Et Obama reste sourd à l’appel pathétique du pape François : « Il est regrettable que, depuis le début du conflit en Syrie, des intérêts unilatéraux aient prévalu et, de ce fait, entravé la recherche d’une solution qui aurait permis d’éviter le massacre insensé qui a lieu. Les leaders du G20 ne peuvent rester indifférents à la situation dramatique du bien aimé peuple syrien, qui dure depuis bien trop longtemps et qui risque d’apporter une plus grande souffrance à une région amèrement touchée par des conflits et en quête de paix. Aux leaders présents, à chacun, je lance un appel sincère pour permettre de trouver des moyens de surmonter ces conflits et de «mettre de côté la poursuite futile d’une solution militaire». Mais Obama s’en va imperturbable, «son rockman (de guerre) à l’oreille, il n’entend plus personne». Merci Manno Charlemagne pour le tuyau.
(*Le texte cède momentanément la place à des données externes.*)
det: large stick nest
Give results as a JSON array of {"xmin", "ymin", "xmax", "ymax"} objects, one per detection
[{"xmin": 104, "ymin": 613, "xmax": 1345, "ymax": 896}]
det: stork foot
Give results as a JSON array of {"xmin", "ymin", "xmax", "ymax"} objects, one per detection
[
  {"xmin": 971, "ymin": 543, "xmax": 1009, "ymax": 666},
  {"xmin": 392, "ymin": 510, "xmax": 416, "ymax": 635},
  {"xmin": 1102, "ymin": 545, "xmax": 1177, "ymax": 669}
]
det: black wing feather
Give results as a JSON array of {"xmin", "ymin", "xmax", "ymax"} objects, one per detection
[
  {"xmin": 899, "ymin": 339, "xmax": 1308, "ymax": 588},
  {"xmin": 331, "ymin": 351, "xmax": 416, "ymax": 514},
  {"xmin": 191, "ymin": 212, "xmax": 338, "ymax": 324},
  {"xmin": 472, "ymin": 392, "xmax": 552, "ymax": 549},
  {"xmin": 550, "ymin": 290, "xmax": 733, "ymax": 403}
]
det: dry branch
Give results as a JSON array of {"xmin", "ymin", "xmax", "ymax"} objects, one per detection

Et que dire du peuple français ? Selon un sondage Ifop pour Le Figaro publié le samedi 31 août, plus de deux Français sur trois (68%) sont opposés à un engagement militaire de la France en Syrie, dans l'hypothèse d'une intervention armée internationale. Alors que François Hollande, caniche de Washington, a assuré hypocritement qu'une intervention contre Damas serait «pour punir le régime» de Damas et «en aucune façon pour porter (le) conflit au-delà» de la Syrie. Ce n’est pas seulement Martelly qui ment effrontément en Haïti. Dans l’Hexagone ce n’est pas différent, et c’est géométriqument, hexagonalement, mathématiquement honteux, ignominieux, scandaleux, lamentable, minable, pitoyable et méprisable.
Entre-temps, dans les églises de France, l’heure est à l’indignation et aux prières pour la paix en Syrie : au Sacré-Coeur de Montmartre à Paris, des centaines de fidèles ont prié, écouté des textes et chanté pour la paix, sous le regard de nombreux touristes. Dans le centre de Lyon, une prière silencieuse, un repas frugal et un débat géopolitique ont été organisés à la mi-journée pour quelque 200 fidèles dans l'église Saint-Bonaventure, parmi de nombreuses actions prévues dans le diocèse.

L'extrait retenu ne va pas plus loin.